Around 18 to 36 months of age, your toddler may begin to show some interest in toilet training.  Before you begin to toilet train, it's good to plan ahead and prepare as much as possible.

4 mins to read Aug 25, 2017

My child will soon be starting school so it is therefore the ideal time to teach them to use the potty. What can I do to help them?

Toilet training is another step towards becoming independent and "growing up". The parents' burden is lessened (no more nappy changing) as is their budget.  However, parents' wishes may differ from external forces!  Perhaps your mother reminds you that "at their age you were already dry", the school teacher stresses that "we only accept nappy-free children" – the deadline is somewhat worrying!  To help you not make this stage a stressful obsession, here is some useful advice…

Are babies dry at a specific age?

There is no cut-off age. Your little one is ready when, physiologically, they know how to control their sphincters (retention/expulsion) and when, psychologically, they agree to giving up their status as baby. Not all children are ready at the same time and are generally dry at night at between 15 and 36 months. Children are generally dry in the day at 28 months.

How will I know if they are ready to use the potty?
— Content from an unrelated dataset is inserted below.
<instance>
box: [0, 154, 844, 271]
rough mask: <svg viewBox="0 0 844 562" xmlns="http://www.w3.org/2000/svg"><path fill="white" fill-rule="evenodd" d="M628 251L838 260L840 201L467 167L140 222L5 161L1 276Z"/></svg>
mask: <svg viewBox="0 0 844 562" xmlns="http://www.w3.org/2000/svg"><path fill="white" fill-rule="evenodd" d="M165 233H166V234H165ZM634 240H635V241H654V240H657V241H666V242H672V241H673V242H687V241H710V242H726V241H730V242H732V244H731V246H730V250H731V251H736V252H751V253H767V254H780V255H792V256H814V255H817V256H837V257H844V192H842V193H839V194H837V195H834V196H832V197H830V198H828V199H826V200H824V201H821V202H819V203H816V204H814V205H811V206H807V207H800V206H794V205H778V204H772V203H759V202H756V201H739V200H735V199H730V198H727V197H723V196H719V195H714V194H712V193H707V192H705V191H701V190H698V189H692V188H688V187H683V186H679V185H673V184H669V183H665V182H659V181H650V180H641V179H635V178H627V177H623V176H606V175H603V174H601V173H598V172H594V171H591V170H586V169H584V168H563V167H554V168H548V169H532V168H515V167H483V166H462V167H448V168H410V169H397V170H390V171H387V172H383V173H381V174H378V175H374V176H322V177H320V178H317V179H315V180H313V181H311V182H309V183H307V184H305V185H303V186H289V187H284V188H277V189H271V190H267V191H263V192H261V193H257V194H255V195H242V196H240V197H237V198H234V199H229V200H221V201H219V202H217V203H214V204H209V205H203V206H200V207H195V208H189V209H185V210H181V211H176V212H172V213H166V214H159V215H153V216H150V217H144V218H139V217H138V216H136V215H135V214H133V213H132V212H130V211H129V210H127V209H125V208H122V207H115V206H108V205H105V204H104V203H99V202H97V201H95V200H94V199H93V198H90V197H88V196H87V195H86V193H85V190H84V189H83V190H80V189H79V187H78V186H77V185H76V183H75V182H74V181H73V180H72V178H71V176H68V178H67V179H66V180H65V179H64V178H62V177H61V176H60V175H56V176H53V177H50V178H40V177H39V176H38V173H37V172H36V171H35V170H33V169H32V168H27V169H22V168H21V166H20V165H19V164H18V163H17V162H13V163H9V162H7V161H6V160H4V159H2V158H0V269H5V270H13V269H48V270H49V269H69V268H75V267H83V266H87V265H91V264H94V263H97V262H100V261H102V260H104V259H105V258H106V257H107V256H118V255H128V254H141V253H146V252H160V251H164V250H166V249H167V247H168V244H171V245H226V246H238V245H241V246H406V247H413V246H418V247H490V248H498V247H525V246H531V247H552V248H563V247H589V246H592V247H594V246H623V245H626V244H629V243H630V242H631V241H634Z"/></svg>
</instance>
Strong signs to suggest that they are ready include being able to sit down and stand up again unassisted, being able to kick a ball, being able to climb stairs alone, imitating adults' behaviour, being able to eat on their own and claiming a certain level of independence.

Other significant signs of wanting to move on include taking an interest in the potty and touching their nappy when it is soiled.

If I use the potty too early, can this prevent my child from learning how to toilet train properly?

It is true that you should not force a child to develop faster than they are able to. Pressuring them to use the potty will only delay learning.

The right moment is therefore when your child decides they are ready. In the meantime, you can explain how to use the potty and what will be expected of them.

Does putting children on the potty at regular times help?

A routine can be implemented according to set times (on waking, before or after the afternoon sleep etc.). It is also useful to leave the potty out in the bathroom or toilet to enable the child to get used to seeing it. You can sit with them initially to reassure them, while explaining that a bowel movement is natural and explaining where it goes next.

Should children be left on the potty until they have done what is expected of them?

Making this an obligation will only heighten a child's fear of not matching up to your demands and not being worthy of your love, at the expense of their self-confidence. If after a few minutes nothing happens, you should congratulate your child for having tried before trying again a few hours later or the next day.

What should I do if my child soils their pants?

Toilet training is never accident-free! You should reassure your child on their ability to learn to toilet train and you should ask them to not wait until the last minute to ask to go to the toilet.

If my child does not manage to go on the potty should I suggest they use the toilet?

This high perched, worrying "throne" is generally the last stage in toilet training and means that your child has effectively managed to use the potty.

They regress, my baby was dry but has started wetting the bed again?

The arrival of a little brother or a little sister, among other reasons, may temporarily cause older children to regress to the status of baby. This does not however last long. A little patience and everything should fall back into place.

My baby is dry in the daytime. How long will it be before they are also dry at night?

This varies and is without reason. It may take just a few days, a few weeks or months… Sometimes children are dry at night first! The most important thing is not to pressure them. Children have their own pace, and as parents you will need to adapt to it!

Books can also help introduce the idea of potty training:

  • "Zoo Poo : A first toilet training book" by Richard Morgan, Barron's Educational Series.
  • "Potty Training in One Week" by Gina Ford, Vermilion.
  • "Early start potty training" by Linda Sonna , McGraw-Hill Contemporary.